# Do Plants Bud Get a Lot Thick in the Last Two Weeks of Flowering 125 w Cfl ?



## TOKINGMAD (May 29, 2011)

hi my plant is in 7th week of flowering the leaves have started to brown off alot of crystals and orange hairs but also alot of white hairs two have skinny finger like bud will they get bigger if i leave them ? or are they ready


----------



## passthatsh!t23 (May 29, 2011)

That plant needs 9-10 weeks of flowering.
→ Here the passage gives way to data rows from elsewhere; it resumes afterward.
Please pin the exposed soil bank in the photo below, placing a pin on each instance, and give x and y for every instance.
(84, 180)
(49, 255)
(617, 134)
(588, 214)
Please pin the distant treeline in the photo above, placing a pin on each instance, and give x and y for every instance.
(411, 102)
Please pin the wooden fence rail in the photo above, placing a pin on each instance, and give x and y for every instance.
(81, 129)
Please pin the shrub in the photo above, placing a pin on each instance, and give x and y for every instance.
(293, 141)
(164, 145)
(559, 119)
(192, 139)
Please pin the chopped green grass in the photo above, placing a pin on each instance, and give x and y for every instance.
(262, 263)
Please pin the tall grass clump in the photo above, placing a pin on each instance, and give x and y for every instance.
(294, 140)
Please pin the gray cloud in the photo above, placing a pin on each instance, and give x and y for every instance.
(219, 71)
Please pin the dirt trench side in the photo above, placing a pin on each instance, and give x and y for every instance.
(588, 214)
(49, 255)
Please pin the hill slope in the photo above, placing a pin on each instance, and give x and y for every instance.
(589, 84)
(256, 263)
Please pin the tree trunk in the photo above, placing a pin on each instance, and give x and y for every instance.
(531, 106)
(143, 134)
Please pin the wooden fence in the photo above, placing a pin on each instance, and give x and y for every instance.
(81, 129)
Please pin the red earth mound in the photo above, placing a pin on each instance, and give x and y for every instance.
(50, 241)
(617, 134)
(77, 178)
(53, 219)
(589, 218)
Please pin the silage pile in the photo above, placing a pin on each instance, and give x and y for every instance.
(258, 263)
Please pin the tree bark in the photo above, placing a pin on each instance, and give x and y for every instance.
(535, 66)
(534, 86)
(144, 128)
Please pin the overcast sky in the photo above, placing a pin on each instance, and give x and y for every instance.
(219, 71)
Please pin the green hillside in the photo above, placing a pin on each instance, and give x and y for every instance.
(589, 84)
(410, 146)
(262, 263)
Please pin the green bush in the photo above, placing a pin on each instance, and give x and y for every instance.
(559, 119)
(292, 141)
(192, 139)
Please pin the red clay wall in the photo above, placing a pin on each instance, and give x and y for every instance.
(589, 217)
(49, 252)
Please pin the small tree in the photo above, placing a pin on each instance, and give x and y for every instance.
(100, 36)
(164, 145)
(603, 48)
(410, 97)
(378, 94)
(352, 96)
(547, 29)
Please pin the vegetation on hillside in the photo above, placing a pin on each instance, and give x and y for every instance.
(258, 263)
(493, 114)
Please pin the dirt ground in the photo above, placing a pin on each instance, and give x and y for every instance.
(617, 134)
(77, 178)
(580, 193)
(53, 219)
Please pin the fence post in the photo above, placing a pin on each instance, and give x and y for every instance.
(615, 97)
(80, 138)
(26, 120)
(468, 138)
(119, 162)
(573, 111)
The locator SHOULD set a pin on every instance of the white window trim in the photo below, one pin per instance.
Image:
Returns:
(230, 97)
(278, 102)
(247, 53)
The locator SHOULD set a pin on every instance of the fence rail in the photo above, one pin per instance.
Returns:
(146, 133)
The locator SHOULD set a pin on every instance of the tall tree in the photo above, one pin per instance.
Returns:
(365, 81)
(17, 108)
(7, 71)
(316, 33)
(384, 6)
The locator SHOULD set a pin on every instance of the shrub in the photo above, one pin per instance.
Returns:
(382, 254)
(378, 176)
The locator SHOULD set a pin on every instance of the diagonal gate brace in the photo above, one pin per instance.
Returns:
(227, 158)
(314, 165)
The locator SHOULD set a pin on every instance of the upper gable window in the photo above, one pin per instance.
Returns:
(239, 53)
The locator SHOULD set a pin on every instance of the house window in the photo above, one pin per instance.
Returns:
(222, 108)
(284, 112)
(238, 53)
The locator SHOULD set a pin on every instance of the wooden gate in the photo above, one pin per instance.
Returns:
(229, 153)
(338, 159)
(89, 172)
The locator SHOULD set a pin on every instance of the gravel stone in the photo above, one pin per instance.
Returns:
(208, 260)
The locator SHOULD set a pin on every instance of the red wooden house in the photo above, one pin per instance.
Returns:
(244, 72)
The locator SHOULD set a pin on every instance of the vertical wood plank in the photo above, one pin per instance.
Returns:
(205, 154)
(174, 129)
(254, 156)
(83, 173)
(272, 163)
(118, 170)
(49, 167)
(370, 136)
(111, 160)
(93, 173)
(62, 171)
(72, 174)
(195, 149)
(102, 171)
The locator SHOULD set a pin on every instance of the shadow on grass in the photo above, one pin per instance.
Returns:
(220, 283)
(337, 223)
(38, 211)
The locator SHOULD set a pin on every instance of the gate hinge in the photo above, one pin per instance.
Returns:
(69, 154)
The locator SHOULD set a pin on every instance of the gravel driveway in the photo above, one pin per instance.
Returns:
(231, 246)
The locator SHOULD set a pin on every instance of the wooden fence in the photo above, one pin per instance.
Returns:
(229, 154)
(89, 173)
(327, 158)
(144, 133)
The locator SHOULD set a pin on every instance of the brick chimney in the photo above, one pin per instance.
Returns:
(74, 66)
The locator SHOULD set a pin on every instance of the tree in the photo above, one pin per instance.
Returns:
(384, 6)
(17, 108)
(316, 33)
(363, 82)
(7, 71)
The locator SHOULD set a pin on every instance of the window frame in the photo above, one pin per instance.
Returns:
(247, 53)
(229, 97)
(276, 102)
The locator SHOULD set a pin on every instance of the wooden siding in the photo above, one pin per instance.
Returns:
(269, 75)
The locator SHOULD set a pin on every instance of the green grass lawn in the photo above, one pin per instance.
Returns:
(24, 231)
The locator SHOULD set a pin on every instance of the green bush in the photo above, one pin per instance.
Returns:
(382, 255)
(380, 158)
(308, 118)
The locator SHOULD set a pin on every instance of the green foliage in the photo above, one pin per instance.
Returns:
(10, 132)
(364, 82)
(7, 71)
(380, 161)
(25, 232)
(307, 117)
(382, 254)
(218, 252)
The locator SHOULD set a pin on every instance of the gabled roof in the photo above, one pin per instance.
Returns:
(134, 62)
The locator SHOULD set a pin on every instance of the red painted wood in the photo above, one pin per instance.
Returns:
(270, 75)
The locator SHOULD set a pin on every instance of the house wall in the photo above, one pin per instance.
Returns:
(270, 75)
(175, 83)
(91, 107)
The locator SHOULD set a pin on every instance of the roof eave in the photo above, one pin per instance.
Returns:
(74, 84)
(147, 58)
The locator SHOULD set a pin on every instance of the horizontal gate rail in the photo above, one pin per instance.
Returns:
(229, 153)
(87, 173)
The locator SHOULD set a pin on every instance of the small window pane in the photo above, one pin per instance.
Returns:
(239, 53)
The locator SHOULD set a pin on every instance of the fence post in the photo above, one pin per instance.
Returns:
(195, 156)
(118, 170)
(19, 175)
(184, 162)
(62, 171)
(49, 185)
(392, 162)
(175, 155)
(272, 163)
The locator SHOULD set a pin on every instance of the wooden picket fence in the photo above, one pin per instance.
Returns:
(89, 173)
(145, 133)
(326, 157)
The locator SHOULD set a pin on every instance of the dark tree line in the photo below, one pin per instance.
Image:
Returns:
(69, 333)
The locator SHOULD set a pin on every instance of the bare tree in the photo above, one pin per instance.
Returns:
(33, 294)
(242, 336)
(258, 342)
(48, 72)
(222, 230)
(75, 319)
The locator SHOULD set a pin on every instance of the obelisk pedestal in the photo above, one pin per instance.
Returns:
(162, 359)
Its a sativa dominentstrain or check the trichs!


----------



## asaph (May 29, 2011)

heya, they look nice but i don't think you will get much of it. here's a tip for next time: when using CFL, grow your plant as short as possible. start 12/12 from seed even, if growing sativas like these. cfls can hardly penetrate more than a few inches, at a foot's distance the plant is practically in the dark. this is why you buds are small like that. another option is to use an hid.

peace


----------



## krazzydave (May 29, 2011)

bro u know to keep your cfls as close as u can u might want to add a few more on lamps around it to help the sides and bottom fatten up more also get a cheep a$$ 60x micro checkem best way to know if it is all done most plants dont finsh at the same time i take alot in parts like say top is done but bottom still milky i will start drying the top wile rest finshes so i have best buds i can hope this help


----------



## tinyTURTLE (May 29, 2011)

i say bend her over and give her another four weeks.


----------



## kevin murphy (May 30, 2011)

Should of used hps pal they would of been thicker buds...


----------



## CyberSecks (May 30, 2011)

i wouldnt expect much more than that on a cfl grow but hey man be proud of that when i used cfls my first grow 4 years ago i ended up with about an 8th of air bud.
sell a sack to your buddy then invest in a hps and ull be puttin on weight


----------



## kevin murphy (May 30, 2011)

spot on cyberceks...


CyberSecks said:


> i wouldnt expect much more than that on a cfl grow but hey man be proud of that when i used cfls my first grow 4 years ago i ended up with about an 8th of air bud.
> sell a sack to your buddy then invest in a hps and ull be puttin on weight


----------



## TOKINGMAD (May 30, 2011)

thanks for your replys some useful advice i have another 125 cfl i will try and fit it in there some how theres not alot of room ... i am going to get a small tent 1.2 x 1.2 x2.0 and a rhino filter fan kit 4 inch what light could i use without heat problem 400 or a 600 watt hps ? and the filter comes with a fan but is this the only fan u need ?


----------